2020
Every day, they come. They walk around, they check every corner, each side, the bottom edge, the top, they do visual inspections, brute force tests… They don’t give up. Sometimes individually, sometimes up to fourteen of them, circling or squabbling viciously amongst themselves. But they don’t tire of it.
The Magpies think that they can get in if they keep working at it and find whatever weakness, some angle of attack that I’ve overlooked, and get the seeds and peanuts inside. And also the tasty mealworms I put there for birds that want them (I’m hoping that the Starlings will come back one day, as annoying as they were in the beginning).

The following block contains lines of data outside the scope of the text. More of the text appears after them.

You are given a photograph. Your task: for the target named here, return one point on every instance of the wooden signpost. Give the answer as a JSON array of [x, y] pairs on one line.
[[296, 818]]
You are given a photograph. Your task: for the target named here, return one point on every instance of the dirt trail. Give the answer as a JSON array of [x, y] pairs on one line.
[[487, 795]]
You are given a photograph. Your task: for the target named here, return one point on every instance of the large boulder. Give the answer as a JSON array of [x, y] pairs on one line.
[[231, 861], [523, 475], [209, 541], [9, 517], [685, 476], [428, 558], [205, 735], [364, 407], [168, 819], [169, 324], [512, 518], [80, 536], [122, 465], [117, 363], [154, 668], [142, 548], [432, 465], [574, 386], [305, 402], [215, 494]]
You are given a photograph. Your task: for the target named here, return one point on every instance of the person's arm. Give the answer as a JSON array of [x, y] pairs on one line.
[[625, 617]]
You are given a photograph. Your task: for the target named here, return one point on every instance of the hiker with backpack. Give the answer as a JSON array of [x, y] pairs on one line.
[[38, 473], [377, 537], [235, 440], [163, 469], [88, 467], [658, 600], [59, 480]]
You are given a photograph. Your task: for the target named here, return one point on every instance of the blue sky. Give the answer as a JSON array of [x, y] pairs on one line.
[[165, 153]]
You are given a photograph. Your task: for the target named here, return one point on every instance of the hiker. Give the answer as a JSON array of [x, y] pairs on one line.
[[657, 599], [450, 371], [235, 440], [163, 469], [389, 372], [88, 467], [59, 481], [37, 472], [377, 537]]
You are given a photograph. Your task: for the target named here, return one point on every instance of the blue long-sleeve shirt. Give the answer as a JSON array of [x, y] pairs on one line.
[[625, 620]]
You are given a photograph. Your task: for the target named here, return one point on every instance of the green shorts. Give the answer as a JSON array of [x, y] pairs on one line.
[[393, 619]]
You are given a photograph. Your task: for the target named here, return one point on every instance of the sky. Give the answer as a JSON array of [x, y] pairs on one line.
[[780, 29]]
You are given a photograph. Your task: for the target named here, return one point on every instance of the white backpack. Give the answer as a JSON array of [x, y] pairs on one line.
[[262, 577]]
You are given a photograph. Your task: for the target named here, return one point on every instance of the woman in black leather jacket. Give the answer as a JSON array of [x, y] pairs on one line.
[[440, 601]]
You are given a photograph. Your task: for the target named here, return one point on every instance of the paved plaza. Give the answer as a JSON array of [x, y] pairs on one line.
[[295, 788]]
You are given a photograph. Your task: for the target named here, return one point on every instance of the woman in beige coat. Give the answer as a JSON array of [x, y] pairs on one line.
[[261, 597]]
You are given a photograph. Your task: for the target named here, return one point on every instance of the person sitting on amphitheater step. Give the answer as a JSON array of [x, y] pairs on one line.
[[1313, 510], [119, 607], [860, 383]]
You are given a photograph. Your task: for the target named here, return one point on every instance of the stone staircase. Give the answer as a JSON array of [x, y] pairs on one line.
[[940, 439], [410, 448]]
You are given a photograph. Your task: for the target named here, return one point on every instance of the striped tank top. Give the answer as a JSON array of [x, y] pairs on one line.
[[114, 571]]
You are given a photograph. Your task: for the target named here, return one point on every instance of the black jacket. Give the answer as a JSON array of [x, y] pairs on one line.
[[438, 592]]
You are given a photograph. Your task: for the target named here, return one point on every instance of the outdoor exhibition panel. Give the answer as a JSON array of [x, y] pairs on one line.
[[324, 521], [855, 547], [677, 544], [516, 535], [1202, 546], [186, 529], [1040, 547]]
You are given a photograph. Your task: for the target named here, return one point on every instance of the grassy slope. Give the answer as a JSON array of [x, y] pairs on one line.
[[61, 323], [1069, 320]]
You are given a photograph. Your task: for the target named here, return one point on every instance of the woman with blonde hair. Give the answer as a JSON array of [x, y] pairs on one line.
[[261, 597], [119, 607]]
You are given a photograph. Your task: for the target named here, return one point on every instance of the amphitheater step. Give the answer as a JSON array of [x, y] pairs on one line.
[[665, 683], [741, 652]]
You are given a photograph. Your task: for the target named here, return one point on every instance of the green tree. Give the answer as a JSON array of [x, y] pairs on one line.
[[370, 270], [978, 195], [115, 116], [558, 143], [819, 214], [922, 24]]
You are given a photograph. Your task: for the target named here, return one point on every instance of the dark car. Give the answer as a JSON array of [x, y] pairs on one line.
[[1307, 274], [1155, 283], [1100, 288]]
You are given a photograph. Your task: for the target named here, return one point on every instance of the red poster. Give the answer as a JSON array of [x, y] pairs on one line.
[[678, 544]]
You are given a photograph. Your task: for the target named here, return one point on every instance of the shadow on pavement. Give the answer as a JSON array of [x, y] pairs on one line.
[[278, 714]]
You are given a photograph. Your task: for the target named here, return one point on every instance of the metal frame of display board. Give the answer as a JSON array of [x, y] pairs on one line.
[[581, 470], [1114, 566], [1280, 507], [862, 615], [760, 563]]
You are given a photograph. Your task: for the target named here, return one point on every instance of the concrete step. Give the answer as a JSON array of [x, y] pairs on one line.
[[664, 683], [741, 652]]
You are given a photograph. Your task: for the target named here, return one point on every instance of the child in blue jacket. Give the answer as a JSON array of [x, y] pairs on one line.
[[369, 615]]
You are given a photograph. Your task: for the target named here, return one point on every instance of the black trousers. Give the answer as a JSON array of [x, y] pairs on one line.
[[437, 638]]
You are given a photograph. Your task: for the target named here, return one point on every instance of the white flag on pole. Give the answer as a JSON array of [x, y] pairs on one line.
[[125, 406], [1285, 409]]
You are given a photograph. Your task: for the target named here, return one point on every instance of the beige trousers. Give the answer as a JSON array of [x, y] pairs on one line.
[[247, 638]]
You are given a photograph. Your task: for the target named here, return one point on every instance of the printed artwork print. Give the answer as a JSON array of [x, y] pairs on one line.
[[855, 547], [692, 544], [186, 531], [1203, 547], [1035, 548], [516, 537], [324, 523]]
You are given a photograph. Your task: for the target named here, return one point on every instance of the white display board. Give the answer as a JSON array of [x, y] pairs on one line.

Anyway, it’s fine. The Chaffinches have been in, and I was confident enough to cut a few wider gaps in the mesh to make it more appealing for the slightly larger birds (you might see them if you look closely at the photo). It might be this that the Magpies have been trying to figure out; they know that I did something, that I made a change, and the small bird traffic is steadily increasing, which indicates a possible exploit.
I’m still glad that I did it, even more so. I left some seeds on top of it in a jar lid, and the Magpies threw it off twice. I hung up an old bottle feeder, and every day they come and attack it and try to find new ways to remove it from the hanger. I can’t leave anything out. If they can’t eat it, they destroy it. Magpies. Small, vindictive, flying people.